¿De qué libertad hablamos?
El atentado terrorista a la revista Charlie Hebdo ha generado un movimiento social bastante fuerte que clama por la libertad de expresión, uno de los pilares de las sociedades democráticas que buscan encarnar el sueño de la modernidad. Desde todas las esquinas de Occidente se alzaron las voces de indignación frente a la masacre. La multitudinaria manifestación que tuvo lugar en París dejó claro el lugar que la libertad ocupa en la escala de valores de Occidente. Los ideólogos de la revolución se regocijarán en sus tumbas al ver el lema “libertad, igualdad y fraternidad” tan vivido en la población del siglo XXI. Finalmente, y para su satisfacción, la sociedad occidental ha reconocido como valor supremo la libertad. El sueño moderno parece haberse cumplido.
Sin duda es de admirar que una sección tan grande de la sociedad consiga unificarse en torno de un ideal ético. No es tan satisfactorio constatar que dicha unidad no opera de la mismo modo al definir lo que significa libertad y mucho menos al aplicar la ley en nombre de ésta. Lo que se erige como una guía de comportamiento social que garantiza el bienestar de todos, parece no dar la talla a semejante requerimiento.
El Gobierno francés ha decidido castigar fuertemente a todos aquellos que tengan alguna manifestación que pueda ser interpretada como un acto de apoyo a los atentados terroristas.

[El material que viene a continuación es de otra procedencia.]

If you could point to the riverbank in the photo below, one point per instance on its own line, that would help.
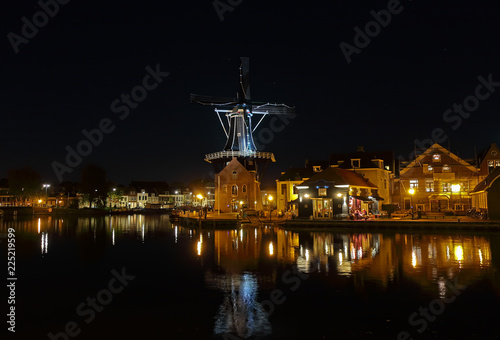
(27, 211)
(424, 224)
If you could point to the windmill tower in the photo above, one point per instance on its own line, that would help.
(239, 166)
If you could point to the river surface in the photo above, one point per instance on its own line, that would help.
(127, 277)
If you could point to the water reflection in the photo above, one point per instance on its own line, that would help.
(242, 266)
(428, 260)
(240, 313)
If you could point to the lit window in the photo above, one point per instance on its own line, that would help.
(414, 184)
(446, 187)
(429, 185)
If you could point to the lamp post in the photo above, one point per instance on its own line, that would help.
(411, 192)
(270, 199)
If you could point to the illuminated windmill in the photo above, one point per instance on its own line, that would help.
(240, 144)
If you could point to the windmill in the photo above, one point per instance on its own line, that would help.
(239, 128)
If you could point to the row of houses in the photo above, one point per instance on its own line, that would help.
(138, 195)
(437, 180)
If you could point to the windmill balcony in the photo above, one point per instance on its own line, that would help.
(229, 154)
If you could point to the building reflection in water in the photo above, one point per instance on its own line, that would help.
(240, 263)
(240, 313)
(231, 258)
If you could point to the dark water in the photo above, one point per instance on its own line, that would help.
(180, 283)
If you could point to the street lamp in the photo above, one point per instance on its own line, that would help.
(270, 199)
(411, 192)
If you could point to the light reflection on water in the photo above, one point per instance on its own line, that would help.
(243, 265)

Esta conducta es perfectamente coherente si lo que se quiere es rechazar de modo radical la violencia. Sin embargo, se torna un poco difícil de entender si se observa que la causa que la motiva es la defensa de la libertad de expresión. El resultado es la detención de personas por expresarse con libertad. ¡Menuda paradoja! Ahora resulta que sólo son libres aquellos que no profesan ninguna religión y que han aceptado como marco ético el propuesto por los Estados democráticos. En nombre de la libertad, en los días posteriores al atentado se han disparado las manifestaciones islamofóbicas, muchas de ellas francamente violentas, en Francia.
Esta contradicción tiene su raíz no sólo en el modo como es definida la libertad sino sobre todo en lo que parece que la constituye. Si bien, ésta se encuentra intrincada de manera profunda e inamovible en el ser humano, eso no le otorga el carácter absoluto que en ocasiones queremos darle. El problema de la libertad como parámetro ético es que siempre necesita un contexto y por lo tanto, no puede ser comprendida como valor absoluto, aplicable de modo indistinto en toda coyuntura social. En otras palabras, nuestra libertad, humana, mundana, necesita de cierta subordinación para que funcione como tal. De nuevo una gran paradoja. Necesitamos juzgar nuestras acciones dentro de un marco que establezca los grados de libertad y en que medida su ejercicio efectivamente garantiza una sociedad justa. Pero Occidente, en su afán libertario ha ido descartando y desdibujando cada vez más ese marco orientativo que permite establecer un orden. De este modo, la elección será cada vez más caprichosa y los atentados terroristas aumentarán, pues ¿cómo justificaremos entonces que en nombre de las ideologías no es válido anular al otro? Occidente es la gran víctima del “todo vale” que ha querido imponer como marco moral.